Artificial intelligence and electric vehicles were also hot sectors for mega-deals, with three deals each included in the Top 30 List. Facial recognition firm Face++ and SenseTime raised US$460 million and US$410 million respectively, while humanoid robotics start-up Ubtech received a US$400 series C round from Tencent Holdings Ltd last month. Together with BAIC BJEV and NIO, another Chinese electric vehicle maker Xiaopeng Motors’ US$320 million series B round in June got into the list.
Several companies received multiple rounds of funding that made the list. Bike sharing company ofo and Chinese electric vehicle maker NIO both closed more than one mega deals. In March, ofo raised a US$450 million series D round from DST, Didi Chuxing, CITIC Private Equity and Matrix Partners China. Just four months later, it received another US$700 million led by Alibaba. NIO raised a US$600 million in March valuing it at US$2.8 billion, then last month completed a US$1 billion funding round led by Tencent Holding Ltd. at a reported valuation of US$5 billion.
In total, US$41.8 billion worth of venture capital investments were made during the first three quarters in China, while that number for year-to-date as of December 5, 2017 stood at US$54.2 billion, according to Preqin. This places China a close second to the world’s largest VC market, the United States, with some predicting China to surpass the U.S. within the next few years.
As part of China Money Network’s 2017 In Review series, this Top 30 VC deals list excludes deals that are not yet confirmed by the companies or investors. Ele.me’s US$1.25 billion round from Alibaba Group and Ant Financial, as well as Toutiao’s US$1 billion round this April, are excluded because these are not yet announced or confirmed. In addition, strategic investments, private equity deals or investments made in listed companies are all excluded from this list.

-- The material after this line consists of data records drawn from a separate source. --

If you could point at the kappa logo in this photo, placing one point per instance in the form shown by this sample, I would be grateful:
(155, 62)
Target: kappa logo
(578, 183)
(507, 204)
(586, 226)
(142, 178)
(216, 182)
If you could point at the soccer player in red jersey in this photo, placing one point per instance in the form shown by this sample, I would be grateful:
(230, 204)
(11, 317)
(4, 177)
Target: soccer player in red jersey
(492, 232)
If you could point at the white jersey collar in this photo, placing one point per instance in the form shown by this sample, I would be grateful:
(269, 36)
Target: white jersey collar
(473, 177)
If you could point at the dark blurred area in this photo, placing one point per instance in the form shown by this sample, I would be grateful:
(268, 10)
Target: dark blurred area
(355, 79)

Likewise, some mega-deals made by Chinese companies overseas were excluded from the list, both due to their location outside of China, and because they are arguably strategic deals. They include the US$2 billion funding round in Malaysian ride hailing company Grab in July, led by Didi Chuxing and SoftBank, Tencent’s US$1.1 billion round in India taxi company Ola in October, and Alibaba’s US$1.1 billion investment this August in Tokopedia, Indonesia’s biggest online marketplaces. Lastly, funding rounds where companies raised the same amount of money are ranked chronologically.